During the last academic year I was the President of the Southend Enterprise Society. For those who don’t know what an Enterprise Society is, they are societies designed for students to exercise there entrepreneurial abilities and learn more about what it takes to be an entrepreneur. This is done in many forms; from talks and seminars from entrepreneurs and experts to business plan competitions to actually participating in the running of the society itself (keeping members informed, arranging events, helping potential student businesses and so on). As you can see, these are not your average societies! It takes more commitment than usual and leading a society gave me some small insights into what it takes to run your own venture.
‘You’re only as good as the people around you’

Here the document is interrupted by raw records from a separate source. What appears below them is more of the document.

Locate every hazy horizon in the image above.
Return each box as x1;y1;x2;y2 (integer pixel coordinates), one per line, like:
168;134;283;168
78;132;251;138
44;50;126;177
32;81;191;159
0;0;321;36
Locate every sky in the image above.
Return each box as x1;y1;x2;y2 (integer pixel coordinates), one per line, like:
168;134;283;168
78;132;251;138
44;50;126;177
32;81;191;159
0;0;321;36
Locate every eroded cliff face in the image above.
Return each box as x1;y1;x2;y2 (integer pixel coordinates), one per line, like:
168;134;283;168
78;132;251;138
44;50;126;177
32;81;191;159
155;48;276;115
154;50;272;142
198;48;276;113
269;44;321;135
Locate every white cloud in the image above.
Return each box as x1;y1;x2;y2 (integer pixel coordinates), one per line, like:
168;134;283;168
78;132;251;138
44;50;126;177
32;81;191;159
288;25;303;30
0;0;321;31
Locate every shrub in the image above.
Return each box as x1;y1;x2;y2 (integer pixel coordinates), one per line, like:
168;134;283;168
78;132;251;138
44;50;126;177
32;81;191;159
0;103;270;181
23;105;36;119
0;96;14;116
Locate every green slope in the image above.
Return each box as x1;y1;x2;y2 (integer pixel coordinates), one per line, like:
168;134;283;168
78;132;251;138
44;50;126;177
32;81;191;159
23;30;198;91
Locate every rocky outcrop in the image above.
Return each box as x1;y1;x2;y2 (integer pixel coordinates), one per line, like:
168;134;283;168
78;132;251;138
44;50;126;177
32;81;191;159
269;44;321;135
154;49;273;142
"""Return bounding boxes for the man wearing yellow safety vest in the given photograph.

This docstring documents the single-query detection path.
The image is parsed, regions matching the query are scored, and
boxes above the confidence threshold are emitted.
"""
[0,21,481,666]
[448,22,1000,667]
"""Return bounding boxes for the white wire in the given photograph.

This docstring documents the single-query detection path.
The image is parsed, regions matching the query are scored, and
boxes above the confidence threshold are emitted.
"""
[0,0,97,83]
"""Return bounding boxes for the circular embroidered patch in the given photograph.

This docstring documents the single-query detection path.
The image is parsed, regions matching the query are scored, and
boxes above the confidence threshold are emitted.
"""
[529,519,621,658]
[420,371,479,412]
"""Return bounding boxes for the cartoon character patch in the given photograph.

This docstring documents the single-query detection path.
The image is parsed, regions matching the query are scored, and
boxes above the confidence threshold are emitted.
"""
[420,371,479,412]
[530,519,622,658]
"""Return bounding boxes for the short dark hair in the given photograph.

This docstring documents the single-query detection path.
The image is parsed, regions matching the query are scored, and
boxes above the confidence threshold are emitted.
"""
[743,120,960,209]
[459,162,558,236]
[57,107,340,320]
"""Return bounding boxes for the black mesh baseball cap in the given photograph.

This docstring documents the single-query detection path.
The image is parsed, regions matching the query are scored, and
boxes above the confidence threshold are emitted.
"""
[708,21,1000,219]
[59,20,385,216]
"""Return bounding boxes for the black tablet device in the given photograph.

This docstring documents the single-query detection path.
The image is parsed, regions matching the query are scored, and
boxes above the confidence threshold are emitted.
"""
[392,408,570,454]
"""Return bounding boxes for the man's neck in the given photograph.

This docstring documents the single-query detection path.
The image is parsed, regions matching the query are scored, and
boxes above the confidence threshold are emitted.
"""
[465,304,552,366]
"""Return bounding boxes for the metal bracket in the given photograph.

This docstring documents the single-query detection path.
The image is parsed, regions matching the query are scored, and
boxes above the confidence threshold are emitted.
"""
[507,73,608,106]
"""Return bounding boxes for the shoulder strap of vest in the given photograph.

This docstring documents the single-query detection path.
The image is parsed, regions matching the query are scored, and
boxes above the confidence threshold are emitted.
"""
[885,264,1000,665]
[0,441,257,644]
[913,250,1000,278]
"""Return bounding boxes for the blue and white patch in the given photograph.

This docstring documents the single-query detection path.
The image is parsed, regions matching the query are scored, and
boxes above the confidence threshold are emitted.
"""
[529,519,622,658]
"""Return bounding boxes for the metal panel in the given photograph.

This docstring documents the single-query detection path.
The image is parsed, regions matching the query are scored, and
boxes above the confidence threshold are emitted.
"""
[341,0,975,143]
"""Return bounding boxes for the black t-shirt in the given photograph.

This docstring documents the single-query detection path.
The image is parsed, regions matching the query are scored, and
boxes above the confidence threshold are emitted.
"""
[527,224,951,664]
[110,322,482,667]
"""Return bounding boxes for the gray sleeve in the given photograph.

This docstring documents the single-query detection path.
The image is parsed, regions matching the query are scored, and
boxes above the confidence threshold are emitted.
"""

Whenever I heard that I used to think it was a tired cliché. It always happened at award ceremonies and the like – the winner thanks the whole team and says that he couldn’t have done it without them. I had never really been a leader before but I realised how important it is to have the right people and to get them working. One thing that makes it extra hard in an Enterprise society is that it is essentially volunteer work – nobody is getting paid so finding reliable people was very hard. However those that took leading roles never let me or the society down. In fact, there was another lesson for me to learn here. Don’t try and do everything! I realise now how hard it is for an entrepreneur to cede control but it’s essential if growth is the objective.
Know your customers
Seems like a relatively obvious insight – the customer (students in this case) are the people who the business is essentially for therefore it would make sense to know what they want and how they want it. However sometimes you can get so wrapped up in new ideas you have or making it something that you would be proud of that you forget the end user. For example, I brought down a speaker that I certainly enjoyed hearing but they may not have connected with students as much. Also the way we contacted students changed, from email to text. Having the customer in mind for most of the processes is certainly something I will carry forward with me.
It’s not what you know
Another cliché for you! I’m sure you already know how important this is but it’s interesting to see how this plays out when you’re leading a ‘business’. The contacts that we we’re able to make within the University and outside have enabled us to do some special things such as go to Germany and invite some great speakers to the society. It was purely when we got out about in the local community that we we’re able to meet politicians, teachers, entrepreneurs and so on and this enabled us to expand our membership and gain publicity for the things we we’re doing.
Never give up!
The simplest lessons are usually the best ones and this was certainly it for me. Though I am proud of what I did and the society as a whole achieved, we could have done more. Yes we had classes and exams but we didn’t finish the year like I wanted to. Certain circumstances prevented us from finishing on our big event but as I stated it is all lessons. I admire all the entrepreneurs on this website and beyond for their grit and staying power in the hard times. This is what makes the entrepreneur. I was aware of this before but like they say experience is the best teacher and it taught me some valuable lessons in the world of entrepreneurship this year.